Paradosso, ironia e iperbole, quali altre parole potrebbero meglio sintetizzare gli aspetti ricorrenti nel commediare dei fratelli Coen. O meglio, cos’altro ci si poteva aspettare da Ave, Cesare!, l’ultimo film della celebre coppia registica. La commedia ha sicuramente suscitato grandi aspettative nel pubblico: la satira e il surrealismo tratteggiati da trailers, scoop e indiscrezioni, un cast stellare che conferma il sodalizio artistico dei registi con George Clooney e Josh Brolin e, ovviamente, la firma dei Coen, come di consueto, anche alla sceneggiatura. Accanto ai due “attori da novanta”, figurano stelle quali Alden Ehrenreich (nei panni di Hobie Doyle), Ralph Fiennes (Laurence Lorenz), Jonah Hill (Joseph Silverman), Scarlett Johansson (DeeAnna Moran), Frances McDormand (C.C. Calhoun), Tilda Swinton (che interpreta le sorelle gemelle Thora e Thessaly Thacker) e, infine, Channing Tatum (Burt Gurney).

Post visione, è stato detto di tutto sul film: da chi ha urlato al flop a chi ne ha proclamato il successo, con in mezzo i più e “le voci del nulla di che, mi aspettavo meglio”. Eppure, Ave, Cesare! non è una pellicola scontata: per giudicarla, bisogna considerare l’intento dei Coen.
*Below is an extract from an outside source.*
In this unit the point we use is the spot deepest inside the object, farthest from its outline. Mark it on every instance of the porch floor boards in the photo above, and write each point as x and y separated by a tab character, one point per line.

E forse è questo il vero problema.

Il film è ambientato nell’Hollywood degli anni ’50 e può essere definito come una sorta di “metafilm”, un esercizio di stile, in cui, più o meno letteralmente, tanti piccoli film compongono la trama; l’unico filo conduttore apparente è il protagonista: Eddie Mannix (Josh Brolin), un responsabile e direttore di un importante casa di produzione cinematografica, un “fixer” tuttofare che, fino alla fine della pellicola, rincorre la soluzione di un problema dopo l’altro.

Nei grandi hangars di Hollywood, nelle varie scene, i Coen omaggiano ed esagerano i grandi generi del tempo: ad esempio, i musical di Gene Kelly, i mondi acquatici di Esther Williams e, ovviamente, i westerns. Ave, Cesare! stesso è una di queste “grottesche” messe in scena, la principale: un peplum ambientato nell’antica Roma (palese rimando ai colossal americani alla Spartacus), nel quale Baird Whitlock (George Clooney) è il protagonista; uno dei filoni principali di quest’ultima commedia coeniana è proprio il suo rapimento da parte di un gruppo di sceneggiatori americani comunisti, fra i quali, bizzarramente, vediamo un cameo del filosofo Herbert Marcuse. Insomma, l’ironia surreale dei Coen di certo non manca nel film, che, indubbiamente, offre anche alcune scene clou di piccolo genio; ad arrancare invece, forse, è la tenuta generale dell’opera, la linearità, il senso ultimo del film. Tanta satira e critica, sia religiosa, sociale che politica: è vero, ma se Ave, Cesare! fosse semplicemente una rappresentazione fine a se stessa? Un divertissement artistico dei Coen? Molti l’hanno sicuramente pensato. Io non ne sono sicuro e vorrei soffermarmi su un aspetto ricorrente: il concetto di fede, ripreso più volte nel film; essa, plasmata dalla mano dei Coen, si trasforma da fede religiosa in “aspettativa sociale”, la prevedibilità che ogni personaggio sia lo stereotipo di se stesso. Da non sottovalutare è anche la voce narrante che sovrasta l’intera narrazione: è la voce dei Coen, che ci guida nel mondo di Ave, Cesare!, un mondo caleidoscopico di controversie, assurdità, contraddizioni, stupidità e ironia, in cui la satira la fa da padrona e tutto può accadere. Un “macrofilm”, un grande parco giochi, di cui Hollywood è, probabilmente, il set più adatto.

Ave, Cesare! ha sicuramente dei limiti, ma, a parer mio, coglie a pieno il fine dei Coen: offrire uno spaccato immaginario nemmeno troppo inverosimile: lo si può prendere semplicemente per come appare, oppure guardare un po’ più in là. La scelta sta allo spettatore.